5min Media is a company which has built up a huge online audience thanks to its instructional videos and video syndication platform.

In essence it allows companies lacking in video assets to bulk up its offerings by syndicating videos from other sources via 5min. The contributing video publishers gets a share of any advertising revenue, as does 5min. So everybody ends up winning.

Overall, 5min has become the biggest winner of all, having been acquired by AOL for at least $50 million.

AOL Acquires 5min

While most of the Web was busy watching AOL and TechCrunch cozy up to each other, the online media conglomerate quietly announced it had added 5min Media to its ever-growing list of Internet properties.

Terms of the deal have not been disclosed but it’s though the deal was worth somewhere in the region of $50 million to $65 million.

AOL CEO Tim Armstrong said:

“5min Media is the perfect complement to our powerful video capabilities. It provides a missing piece in the AOL value chain that completes our end-to-end video offering from content creation through syndication and distribution to the consumer experience.”

“Our acquisition of 5min Media is the latest in a number of steps we have taken this year to better position AOL to capture the growing video opportunity on the web. We are building a video ecosystem for the next decade.”
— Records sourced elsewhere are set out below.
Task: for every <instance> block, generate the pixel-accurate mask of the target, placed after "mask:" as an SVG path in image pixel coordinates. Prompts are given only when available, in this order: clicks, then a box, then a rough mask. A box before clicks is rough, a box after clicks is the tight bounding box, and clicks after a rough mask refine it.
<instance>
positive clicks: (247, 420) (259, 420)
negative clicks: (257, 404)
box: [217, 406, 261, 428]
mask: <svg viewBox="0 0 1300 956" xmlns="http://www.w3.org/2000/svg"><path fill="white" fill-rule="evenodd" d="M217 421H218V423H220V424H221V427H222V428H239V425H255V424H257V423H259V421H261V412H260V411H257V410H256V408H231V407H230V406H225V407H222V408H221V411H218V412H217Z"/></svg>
AOL has bought 5min with the intent to increase its video distribution options as well as increase its appeal to advertisers. 5min claims to have more than 1,000 companies and producers syndicating video, 200,000 videos in its network, and 160 million monthly unique viewers.

Conclusions

The acquisition of 5min follows on from AOL buying StudioNow for $36.5 million in January. These two taken together shows just how much emphasis AOL is placing on online video, and it doesn’t want to be left behind while the sector forges ahead.

Thankfully for AOL it has the means to just buy up the tools, services, platforms, and companies it needs to in order to stay in the game.